Developer Tools

b9037

Qualcomm Hexagon users get faster local AI inference by moving computations to HMX.

Deep Dive

The latest release of llama.cpp, version b9037, targets significant performance gains on Qualcomm's Hexagon DSP architecture. The core change shifts m-tail row processing from HVX (Hexagon Vector eXtensions) to HMX (Hexagon Matrix eXtensions), which is better suited for matrix-heavy LLM workloads. This offloading reduces latency and improves throughput for models running on Snapdragon-powered edge devices. Additionally, the hmx-mm inner loop has been unrolled and optimized with padded activations, further enhancing computational efficiency.

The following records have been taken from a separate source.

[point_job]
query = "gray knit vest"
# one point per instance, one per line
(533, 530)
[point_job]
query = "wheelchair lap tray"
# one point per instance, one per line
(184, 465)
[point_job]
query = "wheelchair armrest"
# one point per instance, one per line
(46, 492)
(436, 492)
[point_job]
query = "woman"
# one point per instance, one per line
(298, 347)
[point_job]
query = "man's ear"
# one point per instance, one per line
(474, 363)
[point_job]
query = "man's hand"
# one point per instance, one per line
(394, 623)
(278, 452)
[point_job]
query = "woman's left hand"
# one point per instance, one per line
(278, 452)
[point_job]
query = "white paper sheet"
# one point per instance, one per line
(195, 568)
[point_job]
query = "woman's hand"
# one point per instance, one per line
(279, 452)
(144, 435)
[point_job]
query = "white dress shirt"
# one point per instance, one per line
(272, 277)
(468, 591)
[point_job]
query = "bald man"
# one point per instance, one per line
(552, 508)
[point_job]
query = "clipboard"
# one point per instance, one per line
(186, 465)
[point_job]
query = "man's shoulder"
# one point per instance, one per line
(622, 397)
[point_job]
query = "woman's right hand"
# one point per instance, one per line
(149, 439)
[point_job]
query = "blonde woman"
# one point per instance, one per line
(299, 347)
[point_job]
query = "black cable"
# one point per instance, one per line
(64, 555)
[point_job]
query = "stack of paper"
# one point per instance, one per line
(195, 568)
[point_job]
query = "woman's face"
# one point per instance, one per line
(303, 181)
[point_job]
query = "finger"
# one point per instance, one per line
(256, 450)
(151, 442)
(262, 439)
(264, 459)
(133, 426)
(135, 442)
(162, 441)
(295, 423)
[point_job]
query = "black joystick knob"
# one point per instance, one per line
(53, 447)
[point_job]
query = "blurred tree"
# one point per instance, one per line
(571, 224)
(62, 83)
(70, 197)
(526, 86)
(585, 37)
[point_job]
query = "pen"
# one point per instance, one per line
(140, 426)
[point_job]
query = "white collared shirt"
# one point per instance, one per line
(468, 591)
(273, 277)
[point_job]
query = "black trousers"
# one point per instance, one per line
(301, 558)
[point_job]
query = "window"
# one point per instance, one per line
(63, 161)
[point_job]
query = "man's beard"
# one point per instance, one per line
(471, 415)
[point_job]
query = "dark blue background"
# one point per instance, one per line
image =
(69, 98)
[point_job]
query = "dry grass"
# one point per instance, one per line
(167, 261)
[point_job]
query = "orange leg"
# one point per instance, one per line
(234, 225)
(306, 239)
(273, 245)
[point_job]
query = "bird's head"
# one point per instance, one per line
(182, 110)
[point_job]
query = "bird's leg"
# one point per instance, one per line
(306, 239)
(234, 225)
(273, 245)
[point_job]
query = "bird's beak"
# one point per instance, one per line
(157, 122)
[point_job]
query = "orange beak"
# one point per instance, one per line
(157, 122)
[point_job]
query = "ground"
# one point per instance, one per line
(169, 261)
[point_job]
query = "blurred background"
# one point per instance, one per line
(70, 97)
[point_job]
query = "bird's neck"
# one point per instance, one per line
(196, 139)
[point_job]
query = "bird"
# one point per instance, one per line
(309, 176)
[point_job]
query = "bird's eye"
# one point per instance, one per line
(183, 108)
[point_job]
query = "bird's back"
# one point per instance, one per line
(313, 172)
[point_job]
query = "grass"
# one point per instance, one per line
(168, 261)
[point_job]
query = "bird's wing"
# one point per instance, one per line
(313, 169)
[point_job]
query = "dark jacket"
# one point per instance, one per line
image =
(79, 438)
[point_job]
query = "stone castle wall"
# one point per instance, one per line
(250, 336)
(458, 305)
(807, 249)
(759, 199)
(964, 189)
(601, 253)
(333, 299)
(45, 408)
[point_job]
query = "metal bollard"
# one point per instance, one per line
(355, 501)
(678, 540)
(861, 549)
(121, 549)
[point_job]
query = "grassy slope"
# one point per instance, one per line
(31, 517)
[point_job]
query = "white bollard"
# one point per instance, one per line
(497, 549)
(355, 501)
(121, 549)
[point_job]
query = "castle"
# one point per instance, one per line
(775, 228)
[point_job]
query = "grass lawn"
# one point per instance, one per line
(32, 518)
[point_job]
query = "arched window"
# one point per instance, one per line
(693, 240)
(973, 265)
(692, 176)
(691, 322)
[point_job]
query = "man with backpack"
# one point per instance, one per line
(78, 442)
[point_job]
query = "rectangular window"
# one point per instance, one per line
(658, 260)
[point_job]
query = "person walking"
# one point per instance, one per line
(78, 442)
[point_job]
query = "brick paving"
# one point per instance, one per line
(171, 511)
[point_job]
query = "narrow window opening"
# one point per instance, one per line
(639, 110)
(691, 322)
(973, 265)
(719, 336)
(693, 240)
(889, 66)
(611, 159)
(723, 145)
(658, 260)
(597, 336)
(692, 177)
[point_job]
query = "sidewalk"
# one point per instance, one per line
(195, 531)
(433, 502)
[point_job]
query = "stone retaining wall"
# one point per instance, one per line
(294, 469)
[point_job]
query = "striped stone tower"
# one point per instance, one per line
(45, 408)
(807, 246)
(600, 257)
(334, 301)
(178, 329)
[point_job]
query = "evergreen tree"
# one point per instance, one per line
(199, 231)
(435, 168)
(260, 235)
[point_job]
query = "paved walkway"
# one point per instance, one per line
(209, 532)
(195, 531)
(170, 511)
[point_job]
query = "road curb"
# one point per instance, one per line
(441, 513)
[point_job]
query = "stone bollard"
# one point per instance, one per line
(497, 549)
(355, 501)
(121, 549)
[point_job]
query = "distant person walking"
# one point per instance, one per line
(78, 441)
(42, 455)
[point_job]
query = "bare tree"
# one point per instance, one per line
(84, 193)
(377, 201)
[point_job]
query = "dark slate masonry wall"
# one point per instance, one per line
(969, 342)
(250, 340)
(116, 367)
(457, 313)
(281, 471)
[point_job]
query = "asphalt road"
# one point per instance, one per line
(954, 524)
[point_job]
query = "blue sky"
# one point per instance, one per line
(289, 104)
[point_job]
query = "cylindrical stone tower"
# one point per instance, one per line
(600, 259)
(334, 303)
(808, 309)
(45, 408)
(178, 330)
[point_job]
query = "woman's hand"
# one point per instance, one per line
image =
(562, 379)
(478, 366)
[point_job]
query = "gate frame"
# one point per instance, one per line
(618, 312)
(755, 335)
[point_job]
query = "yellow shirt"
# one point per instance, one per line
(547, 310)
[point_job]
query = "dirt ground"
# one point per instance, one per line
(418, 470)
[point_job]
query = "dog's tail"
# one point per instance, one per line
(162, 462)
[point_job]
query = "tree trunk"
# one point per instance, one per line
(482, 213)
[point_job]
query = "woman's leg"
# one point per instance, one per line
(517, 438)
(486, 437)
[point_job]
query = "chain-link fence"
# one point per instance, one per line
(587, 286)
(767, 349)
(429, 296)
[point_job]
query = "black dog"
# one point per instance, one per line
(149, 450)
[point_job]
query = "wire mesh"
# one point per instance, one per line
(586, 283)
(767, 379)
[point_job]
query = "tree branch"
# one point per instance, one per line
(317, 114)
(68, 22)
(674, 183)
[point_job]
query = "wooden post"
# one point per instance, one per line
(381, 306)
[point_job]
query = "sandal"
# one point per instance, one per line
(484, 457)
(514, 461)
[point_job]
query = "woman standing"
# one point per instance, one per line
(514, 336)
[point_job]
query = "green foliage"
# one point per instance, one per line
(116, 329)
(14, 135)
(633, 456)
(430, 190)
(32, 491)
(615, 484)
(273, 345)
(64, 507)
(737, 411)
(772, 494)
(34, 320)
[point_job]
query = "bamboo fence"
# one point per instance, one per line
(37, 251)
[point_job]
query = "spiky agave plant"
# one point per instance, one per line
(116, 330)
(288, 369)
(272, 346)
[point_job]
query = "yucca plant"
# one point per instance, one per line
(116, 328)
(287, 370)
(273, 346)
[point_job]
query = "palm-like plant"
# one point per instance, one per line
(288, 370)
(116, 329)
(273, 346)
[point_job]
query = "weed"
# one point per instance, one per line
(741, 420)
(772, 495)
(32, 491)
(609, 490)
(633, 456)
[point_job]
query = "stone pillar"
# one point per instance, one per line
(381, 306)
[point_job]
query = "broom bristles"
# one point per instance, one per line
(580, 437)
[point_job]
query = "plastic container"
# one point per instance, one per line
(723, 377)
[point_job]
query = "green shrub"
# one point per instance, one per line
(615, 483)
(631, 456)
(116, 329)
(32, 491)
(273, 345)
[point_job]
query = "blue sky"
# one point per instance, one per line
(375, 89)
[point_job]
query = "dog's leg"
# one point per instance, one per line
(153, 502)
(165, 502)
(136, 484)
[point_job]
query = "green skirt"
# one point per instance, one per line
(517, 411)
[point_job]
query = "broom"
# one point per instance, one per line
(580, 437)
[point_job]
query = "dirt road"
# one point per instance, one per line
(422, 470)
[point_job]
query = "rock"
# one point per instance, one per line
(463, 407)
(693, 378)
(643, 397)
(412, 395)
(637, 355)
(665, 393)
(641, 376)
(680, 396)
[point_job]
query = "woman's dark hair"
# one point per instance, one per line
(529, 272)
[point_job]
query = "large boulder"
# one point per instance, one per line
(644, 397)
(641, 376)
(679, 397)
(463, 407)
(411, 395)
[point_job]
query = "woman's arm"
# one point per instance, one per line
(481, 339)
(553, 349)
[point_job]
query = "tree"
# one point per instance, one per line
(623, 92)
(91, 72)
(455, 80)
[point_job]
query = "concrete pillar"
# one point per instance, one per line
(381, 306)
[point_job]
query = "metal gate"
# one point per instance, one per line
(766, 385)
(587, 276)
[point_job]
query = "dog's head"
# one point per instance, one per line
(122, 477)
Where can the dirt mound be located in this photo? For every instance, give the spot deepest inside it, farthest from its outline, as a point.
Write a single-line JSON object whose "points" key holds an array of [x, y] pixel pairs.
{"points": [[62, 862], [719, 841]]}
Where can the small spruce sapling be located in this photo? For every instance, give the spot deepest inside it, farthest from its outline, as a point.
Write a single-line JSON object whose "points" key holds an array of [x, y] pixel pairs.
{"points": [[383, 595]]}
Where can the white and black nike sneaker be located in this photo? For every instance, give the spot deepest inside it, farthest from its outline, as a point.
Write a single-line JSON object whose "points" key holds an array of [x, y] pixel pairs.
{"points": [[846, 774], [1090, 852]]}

The release also extends platform support, offering pre-built binaries for macOS (Apple Silicon and Intel), Linux (x64, arm64, s390x, Vulkan, ROCm, OneAPI), Windows (CPU, CUDA, Vulkan, SYCL, HIP), Android (arm64), and openEuler. This ensures developers can deploy optimized local inference across diverse hardware, including mobile, desktop, and server environments. For professionals running private LLMs on Qualcomm hardware, this update delivers measurable speedups without quality loss.

Key Points
  • M-tail rows processed on HMX instead of HVX, improving Hexagon DSP efficiency for LLMs
  • Optimized padded activation loop with loop unrolling for faster matrix operations
  • Expanded build support including Android arm64, Windows arm64, and openEuler aarch64

Why It Matters

Faster on-device LLM inference on Qualcomm devices enables more responsive AI applications at the edge.